Wilco, who has been practicing martial arts for nearly 18 years, said that students can contact him for a free self-defense lesson at any time. At his recent class, he gave the students general safety advice and then showed them practical ways to get out of potentially threatening situations.
“One of the things I really like to stress when it comes to generally being safe is the notion of awareness,” Wilco said. “It’s something that you don’t need a partner to train with. Walking to class, you can keep your eyes open, watching the corners of your vision and really trying to listen as best you can to everything around you. Really take notice of your shadows, really take notice of movement.”
Wilco also advised traveling in groups of three or more whenever possible. “Two isn’t necessarily the key number,” Wilco said. “It’s better than one, but three is better than two, because while one person is talking and one person is listening, one person is instinctively zoning out [of the conversation] and looking around them.”
For most of the class, Wilco showed the students effective defenses for getting away from an attacker, including ways to escape when grabbed from either the front or from behind and even how to get out of a choke hold.

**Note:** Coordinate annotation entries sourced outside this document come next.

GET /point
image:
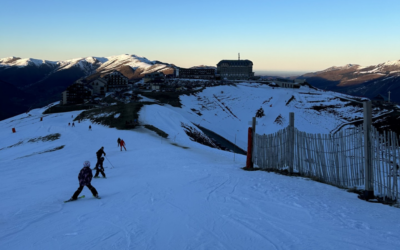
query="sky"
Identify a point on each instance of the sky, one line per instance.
(289, 35)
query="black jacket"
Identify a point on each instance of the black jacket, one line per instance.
(99, 164)
(100, 153)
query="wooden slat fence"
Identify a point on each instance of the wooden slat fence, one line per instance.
(337, 159)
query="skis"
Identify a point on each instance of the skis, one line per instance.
(80, 197)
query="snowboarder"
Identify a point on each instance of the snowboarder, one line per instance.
(85, 177)
(100, 153)
(99, 168)
(122, 143)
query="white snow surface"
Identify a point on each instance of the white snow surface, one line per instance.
(227, 110)
(163, 196)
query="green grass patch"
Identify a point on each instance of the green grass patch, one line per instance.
(157, 130)
(67, 108)
(51, 137)
(177, 145)
(117, 116)
(171, 98)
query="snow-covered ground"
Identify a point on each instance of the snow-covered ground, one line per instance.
(158, 195)
(227, 110)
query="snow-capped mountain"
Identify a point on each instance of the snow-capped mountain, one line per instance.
(368, 81)
(44, 80)
(90, 65)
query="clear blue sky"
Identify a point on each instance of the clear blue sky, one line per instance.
(289, 35)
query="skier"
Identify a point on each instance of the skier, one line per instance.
(85, 177)
(99, 168)
(122, 143)
(100, 153)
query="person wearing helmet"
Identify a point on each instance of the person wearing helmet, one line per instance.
(122, 144)
(100, 153)
(99, 168)
(85, 177)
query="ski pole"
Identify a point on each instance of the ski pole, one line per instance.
(109, 162)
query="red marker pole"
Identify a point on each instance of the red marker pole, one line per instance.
(249, 163)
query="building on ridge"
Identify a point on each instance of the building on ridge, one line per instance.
(99, 86)
(235, 69)
(77, 93)
(195, 73)
(116, 81)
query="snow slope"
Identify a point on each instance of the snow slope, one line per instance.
(163, 196)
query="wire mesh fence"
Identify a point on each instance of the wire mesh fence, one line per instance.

For all the moves he taught, the disparity in size and strength between an attacker and a victim do not matter, as the defense moves require surprisingly little force in most cases. Before any defense, Wilco said first to do an “attitude adjustment,” something to change the predator-prey relationship into a predator-predator scenario. A bark, a burst of opera or an inappropriately-timed polite comment can startle attackers into lowering their defenses, sometimes enough to avoid confrontation altogether.
“Be weird,” Wilco said. “Challenge [the opponent’s] cultural norms for a second — and that’s the second that you strike.”
He also went over the four main groups of offensive hits: stop power, which when used on an opponent has the effect the name suggests; hit power; high nerve endings and pressure points. Stop power hits include hits to the head and along the spinal column, which can cause serious damage to an opponent. Hit power moves are applied basically everywhere else and are intended not to floor opponents, but to hold them off. High nerve endings are areas where the skin meets bone, such as the collarbone, knees and sternum — all good areas to hit with everyday objects such as heavy cell phones or books, according to Wilco. As for pressure points, Wilco said, “If it’s squishy, stick a finger in it.” Pressure points include the temples, the insides of the elbows and the back of the knees.
Students brought with them objects they were likely to have at all times and Wilco demonstrated how such objects could be used for self-defense. Keys, he said, can be dragged across opponents’ knuckles and sneakers can be dragged across their shins to scrape off their skin. The strap of a purse can be used to choke somebody. A jacket can be thrown in the face of an opponent to give one time to escape. A lit cigarette can be put out in a predator’s eyes.
As far as pepper spray and Tasers go, Wilco said it is best not to use these objects unless one practices with them extensively, as one would do with a firearm. Pepper spray, he explained, can ricochet off surfaces and into the user’s face just as Tasers may cause more damage to the user than to the opponent.
Wilco said one of the most important things one can do to be prepared is to picture different scenarios of being attacked and think about ways to respond. “It’s not a sick thing to think about these things in advance,” he said. “Considering all of these options is not only … something that’s going to help you prepare … but it’s also something that when the situation does arise, it’s not a new thing to your brain, it’s not a shock to the system [but] a test that your computer has run many times.”